Pregnant Then Screwed Survey
According to the survey, one in four women undergoing fertility treatment experience unfair treatment at work. This includes being denied time off for medical appointments, being subjected to discriminatory comments, and being passed over for career opportunities as a result of their treatment. The survey also found that women who experience discrimination as a result of their fertility treatment are more likely to leave their job or career.
The challenges faced by women undergoing IVF are not unique to the UK. A report by the European Society of Human Reproduction and Embryology found that women in Europe face a range of challenges when trying to balance IVF treatment with work commitments. These challenges include a lack of understanding and support from employers, as well as financial and emotional stress.
Furthermore, the report highlights the fact that IVF treatment is often not covered by national health systems in Europe. This means that women may be forced to pay for treatment out of their own pocket, which can be a significant financial burden. This can lead to women taking on additional work or working longer hours to cover the costs of treatment, which can further impact their health and well-being.

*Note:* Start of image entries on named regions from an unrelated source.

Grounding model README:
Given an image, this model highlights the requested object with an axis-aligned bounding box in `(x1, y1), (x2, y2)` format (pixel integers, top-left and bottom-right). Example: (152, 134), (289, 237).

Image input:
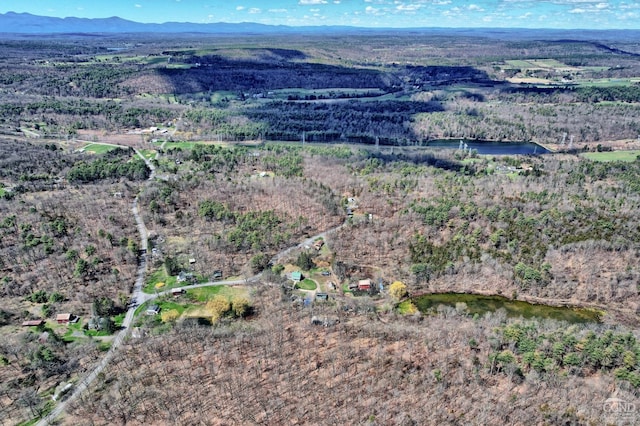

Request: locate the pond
(427, 139), (549, 155)
(413, 293), (600, 323)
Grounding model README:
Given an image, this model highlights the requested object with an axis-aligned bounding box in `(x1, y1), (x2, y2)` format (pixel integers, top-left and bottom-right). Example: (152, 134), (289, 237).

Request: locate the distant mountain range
(0, 12), (640, 41)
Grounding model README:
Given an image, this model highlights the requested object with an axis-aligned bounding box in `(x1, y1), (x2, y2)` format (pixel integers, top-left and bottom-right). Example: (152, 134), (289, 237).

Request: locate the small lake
(426, 139), (549, 155)
(413, 293), (600, 323)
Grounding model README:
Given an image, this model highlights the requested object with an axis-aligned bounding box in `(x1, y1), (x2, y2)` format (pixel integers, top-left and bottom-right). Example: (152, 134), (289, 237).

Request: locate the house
(176, 271), (193, 283)
(56, 313), (78, 324)
(147, 305), (160, 315)
(358, 279), (371, 291)
(22, 320), (44, 327)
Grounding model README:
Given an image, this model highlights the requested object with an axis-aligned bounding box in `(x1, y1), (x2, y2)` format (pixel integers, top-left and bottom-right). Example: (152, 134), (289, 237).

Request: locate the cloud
(396, 3), (422, 12)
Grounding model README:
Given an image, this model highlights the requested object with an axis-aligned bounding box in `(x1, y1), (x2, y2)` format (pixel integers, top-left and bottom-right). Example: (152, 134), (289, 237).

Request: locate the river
(413, 293), (600, 324)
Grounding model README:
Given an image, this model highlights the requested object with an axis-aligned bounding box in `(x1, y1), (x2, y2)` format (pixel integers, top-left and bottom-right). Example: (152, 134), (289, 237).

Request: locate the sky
(0, 0), (640, 29)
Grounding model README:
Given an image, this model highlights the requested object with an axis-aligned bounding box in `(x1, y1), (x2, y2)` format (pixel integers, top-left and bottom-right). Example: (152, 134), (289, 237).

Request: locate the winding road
(36, 142), (346, 426)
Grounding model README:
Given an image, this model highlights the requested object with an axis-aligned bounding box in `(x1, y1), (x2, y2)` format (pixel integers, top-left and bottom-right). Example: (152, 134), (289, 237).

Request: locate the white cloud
(396, 3), (422, 12)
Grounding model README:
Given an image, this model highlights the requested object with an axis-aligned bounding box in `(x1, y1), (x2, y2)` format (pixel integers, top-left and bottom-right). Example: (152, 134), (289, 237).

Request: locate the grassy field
(296, 278), (318, 290)
(143, 268), (179, 293)
(140, 149), (157, 160)
(187, 285), (248, 302)
(82, 143), (118, 154)
(582, 150), (640, 162)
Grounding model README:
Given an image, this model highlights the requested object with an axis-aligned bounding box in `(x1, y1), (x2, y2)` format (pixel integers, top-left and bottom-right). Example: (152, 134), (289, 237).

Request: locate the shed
(147, 305), (160, 315)
(171, 288), (187, 297)
(56, 313), (78, 324)
(358, 279), (371, 290)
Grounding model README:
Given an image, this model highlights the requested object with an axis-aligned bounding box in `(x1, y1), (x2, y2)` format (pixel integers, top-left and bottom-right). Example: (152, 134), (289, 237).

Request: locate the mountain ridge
(0, 12), (640, 40)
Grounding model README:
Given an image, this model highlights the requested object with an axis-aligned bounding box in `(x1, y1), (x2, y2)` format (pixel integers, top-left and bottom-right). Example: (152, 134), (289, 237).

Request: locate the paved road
(36, 146), (346, 426)
(37, 149), (155, 426)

In order to address these issues, governments and employers must take steps to support women undergoing IVF. This includes offering flexible working arrangements, such as allowing women to work from home or adjust their working hours to accommodate medical appointments. Employers should also ensure that women undergoing IVF are not subject to discrimination or harassment as a result of their treatment.
IVF, Motherhood and Careers
The Women in Work Index report by PwC also highlights the impact of motherhood on women’s careers. Women with children are more likely to work part-time or take a career break, which can significantly impact their earning potential and career progression. This is particularly concerning given the fact that women are often the primary caregivers for children and elderly relatives.

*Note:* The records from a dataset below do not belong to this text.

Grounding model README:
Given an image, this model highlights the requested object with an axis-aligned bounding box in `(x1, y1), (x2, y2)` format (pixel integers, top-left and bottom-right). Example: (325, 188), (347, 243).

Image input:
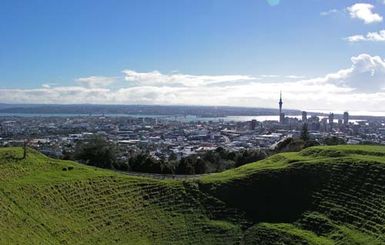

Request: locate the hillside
(0, 146), (385, 244)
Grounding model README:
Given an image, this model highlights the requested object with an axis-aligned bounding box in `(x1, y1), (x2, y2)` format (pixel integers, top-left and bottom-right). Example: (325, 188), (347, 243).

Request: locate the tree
(74, 136), (116, 169)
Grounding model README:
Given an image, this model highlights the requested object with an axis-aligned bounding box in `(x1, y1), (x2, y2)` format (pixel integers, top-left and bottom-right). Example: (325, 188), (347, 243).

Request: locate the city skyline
(0, 0), (385, 115)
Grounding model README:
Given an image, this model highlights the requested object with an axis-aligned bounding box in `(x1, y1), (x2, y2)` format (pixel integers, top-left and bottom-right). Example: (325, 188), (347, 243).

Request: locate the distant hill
(0, 146), (385, 244)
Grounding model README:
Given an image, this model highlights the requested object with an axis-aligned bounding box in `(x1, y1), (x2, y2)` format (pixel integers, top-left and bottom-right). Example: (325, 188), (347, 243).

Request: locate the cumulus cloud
(123, 70), (255, 87)
(76, 76), (116, 88)
(320, 9), (339, 16)
(346, 30), (385, 43)
(0, 54), (385, 111)
(306, 54), (385, 93)
(347, 3), (383, 24)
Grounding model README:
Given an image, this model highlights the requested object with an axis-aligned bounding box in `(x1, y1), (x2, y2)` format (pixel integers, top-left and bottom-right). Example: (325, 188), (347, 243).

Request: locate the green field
(0, 146), (385, 244)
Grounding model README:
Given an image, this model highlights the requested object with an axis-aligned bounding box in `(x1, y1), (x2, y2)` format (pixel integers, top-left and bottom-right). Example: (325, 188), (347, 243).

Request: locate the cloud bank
(0, 54), (385, 111)
(346, 30), (385, 43)
(347, 3), (383, 24)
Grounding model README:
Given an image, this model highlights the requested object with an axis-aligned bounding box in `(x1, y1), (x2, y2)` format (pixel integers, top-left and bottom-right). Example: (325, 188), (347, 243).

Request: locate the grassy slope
(0, 146), (385, 244)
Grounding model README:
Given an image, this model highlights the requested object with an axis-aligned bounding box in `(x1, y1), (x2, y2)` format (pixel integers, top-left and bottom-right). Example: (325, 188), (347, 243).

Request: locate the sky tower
(278, 91), (285, 123)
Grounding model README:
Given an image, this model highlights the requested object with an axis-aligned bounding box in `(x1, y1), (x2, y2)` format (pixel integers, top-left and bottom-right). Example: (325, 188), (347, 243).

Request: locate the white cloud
(123, 70), (255, 87)
(320, 9), (339, 16)
(347, 3), (383, 24)
(76, 76), (116, 88)
(306, 54), (385, 93)
(0, 54), (385, 111)
(346, 30), (385, 43)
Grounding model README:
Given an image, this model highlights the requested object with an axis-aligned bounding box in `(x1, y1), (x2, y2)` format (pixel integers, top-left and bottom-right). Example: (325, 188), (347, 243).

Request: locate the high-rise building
(250, 119), (257, 130)
(344, 111), (349, 126)
(302, 111), (307, 123)
(329, 113), (334, 130)
(278, 91), (285, 123)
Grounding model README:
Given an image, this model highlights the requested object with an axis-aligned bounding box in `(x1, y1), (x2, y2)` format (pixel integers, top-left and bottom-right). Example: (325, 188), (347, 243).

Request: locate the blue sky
(0, 0), (385, 113)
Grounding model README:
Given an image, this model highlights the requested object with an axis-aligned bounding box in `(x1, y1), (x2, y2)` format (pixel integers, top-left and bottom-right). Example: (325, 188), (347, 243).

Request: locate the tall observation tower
(278, 91), (285, 123)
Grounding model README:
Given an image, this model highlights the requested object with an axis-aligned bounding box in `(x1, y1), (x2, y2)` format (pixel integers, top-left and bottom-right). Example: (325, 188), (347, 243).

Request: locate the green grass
(0, 146), (385, 244)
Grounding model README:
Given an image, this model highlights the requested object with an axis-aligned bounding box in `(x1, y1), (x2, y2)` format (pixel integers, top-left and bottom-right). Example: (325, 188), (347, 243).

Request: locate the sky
(0, 0), (385, 114)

To address these issues, employers should consider implementing policies that support working mothers. This includes offering flexible working arrangements, such as job sharing or working from home, as well as providing affordable childcare options. Employers should also consider offering support and guidance to women who are returning to work after a career break.

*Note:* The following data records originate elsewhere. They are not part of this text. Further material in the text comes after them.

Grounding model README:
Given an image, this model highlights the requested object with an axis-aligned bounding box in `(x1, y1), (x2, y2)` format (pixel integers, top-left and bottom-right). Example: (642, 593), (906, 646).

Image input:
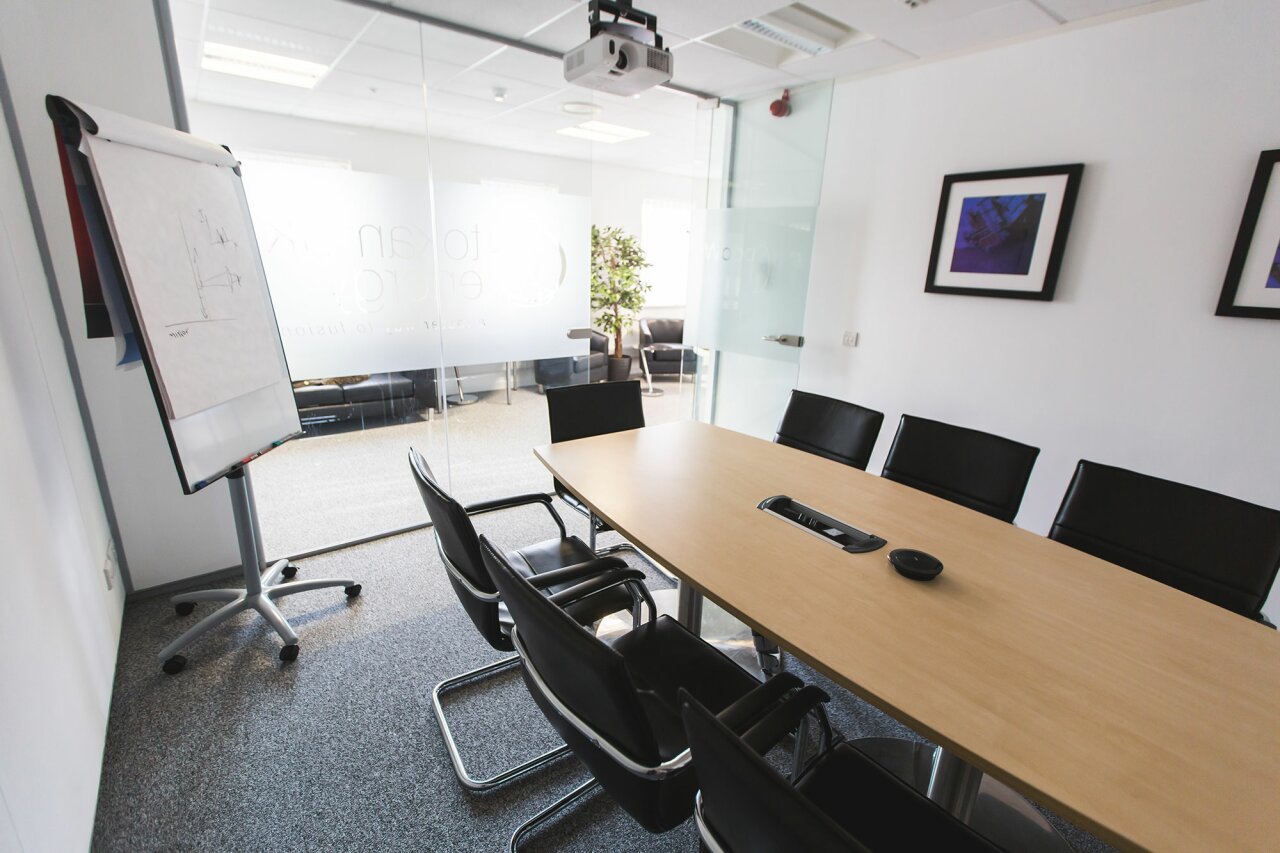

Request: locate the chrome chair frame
(431, 494), (657, 792)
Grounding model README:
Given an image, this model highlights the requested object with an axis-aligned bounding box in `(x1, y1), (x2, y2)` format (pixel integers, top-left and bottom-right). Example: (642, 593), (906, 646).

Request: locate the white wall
(0, 54), (124, 852)
(800, 0), (1280, 619)
(0, 0), (239, 589)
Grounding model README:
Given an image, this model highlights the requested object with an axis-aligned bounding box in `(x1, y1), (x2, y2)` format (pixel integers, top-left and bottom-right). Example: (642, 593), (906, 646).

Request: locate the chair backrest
(480, 537), (658, 758)
(640, 319), (685, 346)
(881, 415), (1039, 521)
(681, 697), (867, 853)
(408, 447), (501, 649)
(1048, 460), (1280, 619)
(773, 391), (884, 471)
(547, 379), (644, 442)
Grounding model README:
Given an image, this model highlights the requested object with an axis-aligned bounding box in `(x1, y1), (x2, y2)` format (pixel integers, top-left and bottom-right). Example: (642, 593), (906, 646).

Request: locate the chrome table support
(852, 738), (1071, 853)
(431, 654), (570, 790)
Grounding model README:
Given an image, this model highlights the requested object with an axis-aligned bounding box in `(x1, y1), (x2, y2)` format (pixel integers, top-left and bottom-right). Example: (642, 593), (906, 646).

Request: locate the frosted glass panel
(244, 163), (590, 379)
(698, 207), (817, 364)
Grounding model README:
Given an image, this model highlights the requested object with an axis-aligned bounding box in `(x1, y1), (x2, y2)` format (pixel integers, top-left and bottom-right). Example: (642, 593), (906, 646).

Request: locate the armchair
(640, 319), (698, 397)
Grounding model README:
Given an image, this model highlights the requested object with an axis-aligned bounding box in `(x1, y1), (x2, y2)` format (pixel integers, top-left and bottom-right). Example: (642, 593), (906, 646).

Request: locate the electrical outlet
(102, 539), (115, 592)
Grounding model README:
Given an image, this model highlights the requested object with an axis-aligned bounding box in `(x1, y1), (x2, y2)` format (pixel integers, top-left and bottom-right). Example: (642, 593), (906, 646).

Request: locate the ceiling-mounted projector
(564, 0), (672, 95)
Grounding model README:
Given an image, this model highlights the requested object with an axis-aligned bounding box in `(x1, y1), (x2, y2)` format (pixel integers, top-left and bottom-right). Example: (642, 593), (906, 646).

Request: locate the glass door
(696, 83), (832, 437)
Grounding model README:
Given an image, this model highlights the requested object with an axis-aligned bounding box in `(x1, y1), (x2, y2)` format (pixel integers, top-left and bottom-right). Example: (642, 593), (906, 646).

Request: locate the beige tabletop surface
(535, 421), (1280, 850)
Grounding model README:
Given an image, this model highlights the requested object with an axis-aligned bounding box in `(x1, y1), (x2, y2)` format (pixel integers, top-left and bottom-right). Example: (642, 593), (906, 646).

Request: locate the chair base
(852, 738), (1073, 853)
(508, 779), (600, 853)
(431, 654), (570, 792)
(159, 560), (360, 675)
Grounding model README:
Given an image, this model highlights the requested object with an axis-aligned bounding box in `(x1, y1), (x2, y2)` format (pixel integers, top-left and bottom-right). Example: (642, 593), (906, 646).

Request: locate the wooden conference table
(535, 421), (1280, 850)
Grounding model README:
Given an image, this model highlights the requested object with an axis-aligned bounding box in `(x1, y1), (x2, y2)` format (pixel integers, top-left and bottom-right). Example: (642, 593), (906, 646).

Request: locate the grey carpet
(93, 510), (1106, 852)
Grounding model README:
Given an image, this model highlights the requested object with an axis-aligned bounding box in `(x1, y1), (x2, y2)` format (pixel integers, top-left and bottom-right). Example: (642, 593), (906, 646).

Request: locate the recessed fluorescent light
(579, 122), (649, 140)
(556, 127), (622, 145)
(561, 101), (603, 115)
(200, 41), (329, 88)
(556, 122), (649, 145)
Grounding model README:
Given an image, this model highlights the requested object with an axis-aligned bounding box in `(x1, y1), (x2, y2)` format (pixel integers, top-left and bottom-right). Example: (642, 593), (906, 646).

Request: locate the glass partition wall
(170, 0), (714, 558)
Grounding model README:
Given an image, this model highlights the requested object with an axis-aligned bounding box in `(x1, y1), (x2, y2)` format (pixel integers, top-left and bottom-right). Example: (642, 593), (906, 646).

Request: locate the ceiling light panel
(579, 119), (649, 140)
(188, 0), (374, 38)
(200, 41), (329, 88)
(556, 127), (622, 145)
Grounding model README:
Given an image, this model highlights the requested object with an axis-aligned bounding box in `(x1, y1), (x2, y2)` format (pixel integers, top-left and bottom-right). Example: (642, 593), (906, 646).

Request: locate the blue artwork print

In conclusion, women undergoing IVF face a range of challenges in the workplace. Employers and governments must take steps to support these women, whether through flexible working arrangements, financial support for IVF treatment, or policies that support working mothers. By doing so, we can create a more inclusive and supportive workplace culture, where women are able to balance their personal and professional lives without fear of discrimination or negative consequences for their careers.